Thank you very much for explanation.
Reply | Threaded
Open this post in threaded view
|

Re: Deterministic processing with out-of-order streams

Till Rohrmann
Hi Jaromir,

deterministic processing with late elements is indeed more difficult than
without them. What you have to do is to send updates to your downstream
operators in case that you see late elements. This can either be an
incremental update or a retraction with the corrected value. It basically
depends on the operation you're performing. So in your example, you could
define an allowed lateness for which you keep the window contents around.
If the element with value 6 arrives within the allowed lateness (and after
the watermark) emit the corrected sum for the window. Your downstream
operators have to be able to handle updated windows, though. At the moment
this is something the user has to take care of and there is only little
support from Flink's side. But we're working on improving the late element
handling with [1].

[1] https://github.com/apache/flink/pull/2415

Cheers,
Till

On Fri, Nov 4, 2016 at 11:38 PM, Jaromir Vanek <[hidden email]>
wrote:

> Is Flink processing really repeatedly deterministic when incoming stream of
> elements is out-of-order? How is it ensured?
>
> I am aware of all the principles like event time and watermarking. But I
> can't understand how it works in case there are late elements in stream -
> that means there are elements violating the watermark condition - having
> lower timestamp than previously emitted watermark. From my point of view
> these elements will flow through the system without any mechanism that
> would
> discard them. Late elements then may, or may not, fall into existing
> windows.
>
> Let's draw simple example reading from Kafka source with two partitions.
> Numbers are representing event time. Data from Kafka are shuffled to the
> one
> WindowOperator calculating sum (all elements have the same key).
>
>
> ---------------------------------------|
> part. 1   | ..., 15, 12, 9  |  ------->|
> |
>                                                 |          WindowOperator
> |
> part. 2   | ..., 18, 6, 11  |  ------->|    (window maxTimestamp 10)    |
>
> -----------------------------------------
>
> Elements can arrive to WindowOperator in arbitrary order
>
> example1 (E denotes element, W denotes watermark)
>
> E 9
> W 9
> E 11
> W 11 (current watermark: min(9, 11) = 9)
> E 6
> E 12
> W 12 (current watermark: min(9, 12) = 12)
> ---------------
> window(0, 10) fires with sum 15
>
> example2:
>
> E 9
> W 9
> E 11
> W 11 (current watermark: min(9, 11) = 9)
> E 12
> W 12 (current watermark: min(9, 12) = 12)
> ---------------
> window fires with sum 9
>
>
> In my example result is not deterministic, it's more less random. Is there
> anything I am missing?
>
> Thank you very much for explanation.
>
>
>
> --
> View this message in context: http://apache-flink-mailing-
> list-archive.1008284.n3.nabble.com/Deterministic-
> processing-with-out-of-order-streams-tp14409.html
> Sent from the Apache Flink Mailing List archive. mailing list archive at
> Nabble.com.
>
Reply | Threaded
Open this post in threaded view
|

Re: Deterministic processing with out-of-order streams

Jaromir Vanek
Hi Till, thank you for your answer.

I am afraid defining an allowed lateness won't help. It will just change the problem by constant time. If we agree an element can come in arbitrary time after watermark (depends on the network latency), it may be assigned to the window or may be not if comes before/after allowed lateness period expires. Then element may be counted in or discarded.

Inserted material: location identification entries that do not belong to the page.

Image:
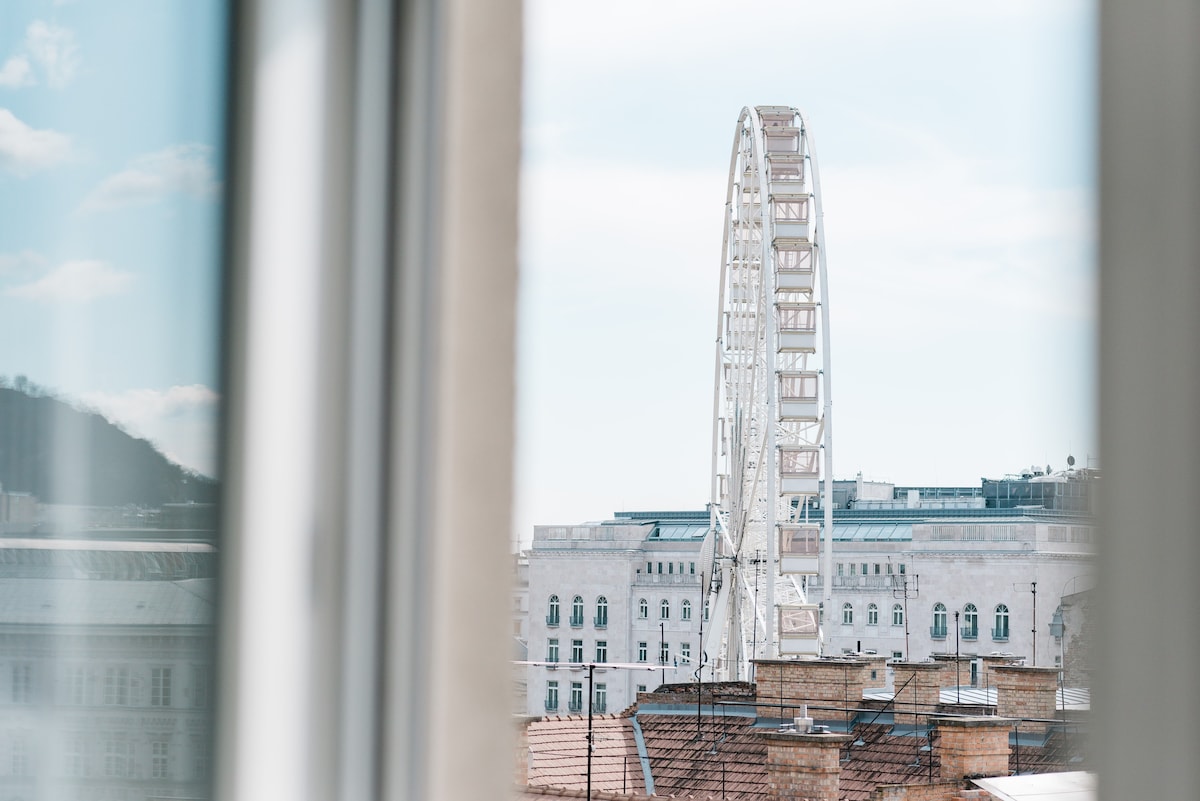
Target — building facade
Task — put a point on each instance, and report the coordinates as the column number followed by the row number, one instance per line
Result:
column 625, row 590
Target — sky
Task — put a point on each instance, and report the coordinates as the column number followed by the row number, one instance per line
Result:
column 957, row 151
column 111, row 179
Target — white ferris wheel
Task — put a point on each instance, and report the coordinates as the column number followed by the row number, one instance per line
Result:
column 772, row 439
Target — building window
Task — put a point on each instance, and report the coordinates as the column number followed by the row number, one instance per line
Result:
column 117, row 686
column 77, row 685
column 22, row 684
column 73, row 758
column 159, row 759
column 199, row 686
column 117, row 758
column 160, row 687
column 19, row 756
column 575, row 703
column 970, row 621
column 937, row 631
column 1000, row 631
column 201, row 754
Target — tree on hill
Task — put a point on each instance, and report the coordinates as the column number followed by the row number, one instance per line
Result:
column 67, row 456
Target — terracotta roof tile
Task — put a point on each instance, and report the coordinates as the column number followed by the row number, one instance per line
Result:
column 558, row 754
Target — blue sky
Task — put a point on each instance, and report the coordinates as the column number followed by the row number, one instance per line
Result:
column 957, row 154
column 111, row 154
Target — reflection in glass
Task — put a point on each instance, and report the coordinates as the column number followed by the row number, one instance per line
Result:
column 111, row 163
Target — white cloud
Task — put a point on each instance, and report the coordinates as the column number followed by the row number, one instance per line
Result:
column 183, row 169
column 181, row 421
column 17, row 72
column 24, row 149
column 21, row 265
column 75, row 282
column 54, row 49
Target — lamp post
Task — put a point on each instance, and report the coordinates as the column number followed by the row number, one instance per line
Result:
column 663, row 649
column 958, row 684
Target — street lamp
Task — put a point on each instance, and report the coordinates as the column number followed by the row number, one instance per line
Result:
column 958, row 684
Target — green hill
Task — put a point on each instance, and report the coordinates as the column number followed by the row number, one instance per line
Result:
column 66, row 456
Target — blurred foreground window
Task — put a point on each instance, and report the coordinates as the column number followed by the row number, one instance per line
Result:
column 112, row 130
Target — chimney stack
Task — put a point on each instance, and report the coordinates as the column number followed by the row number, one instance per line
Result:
column 803, row 765
column 1026, row 692
column 972, row 746
column 783, row 685
column 918, row 691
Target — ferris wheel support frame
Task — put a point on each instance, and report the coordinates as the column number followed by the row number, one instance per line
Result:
column 730, row 525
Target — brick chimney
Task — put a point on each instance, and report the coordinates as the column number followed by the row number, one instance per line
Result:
column 521, row 770
column 972, row 746
column 803, row 765
column 987, row 679
column 918, row 690
column 783, row 685
column 1026, row 692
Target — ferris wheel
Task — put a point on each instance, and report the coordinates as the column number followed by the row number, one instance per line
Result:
column 772, row 435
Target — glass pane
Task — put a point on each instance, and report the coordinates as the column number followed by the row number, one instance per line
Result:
column 112, row 120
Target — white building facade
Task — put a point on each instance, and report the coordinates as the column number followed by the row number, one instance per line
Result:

Still seems the results are not deterministic. In other words if I run the job reading from Kafka multiple times I may get different result depending on external conditions like network and cluster stability.

Please correct me if i'm wrong.

J.V.


Reply | Threaded
Open this post in threaded view
|

Re: Deterministic processing with out-of-order streams

Till Rohrmann
You're right if you want to guarantee a deterministic computation for an
arbitrary allowed lateness. In the general case, you would never be able to
calculate the final result of a window in a finite time, because there
might always be another element which arrives later. However, for most
practical use cases you can define an upper bound for the allowed lateness
which you can use to calculate your final result. If not, then you will
simply run out of storage capacity at some point of time, because you have
to keep some state around for this late element (in the general case).

Cheers,
Till

On Mon, Nov 7, 2016 at 5:55 PM, Jaromir Vanek <[hidden email]>
wrote:

> Hi Till, thank you for your answer.
>
> I am afraid defining an allowed lateness won't help. It will just change
> the
> problem by constant time. If we agree an element can come in arbitrary time
> after watermark (depends on the network latency), it may be assigned to the
> window or may be not if comes before/after allowed lateness period expires.
> Then element may be counted in or discarded.
>
> Still seems the results are not deterministic. In other words if I run the
> job reading from Kafka multiple times I may get different result depending
> on external conditions like network and cluster stability.
>
> Please correct me if i'm wrong.
>
> J.V.
>
>
>
>
>
>
> --
> View this message in context: http://apache-flink-mailing-
> list-archive.1008284.n3.nabble.com/Deterministic-
> processing-with-out-of-order-streams-tp14409p14422.html
> Sent from the Apache Flink Mailing List archive. mailing list archive at
> Nabble.com.
>
Reply | Threaded
Open this post in threaded view
|

Re: Deterministic processing with out-of-order streams

Vinay Patil
Hi Jaromir,

You can make use of Custom Trigger and set the allowed lateness to max value.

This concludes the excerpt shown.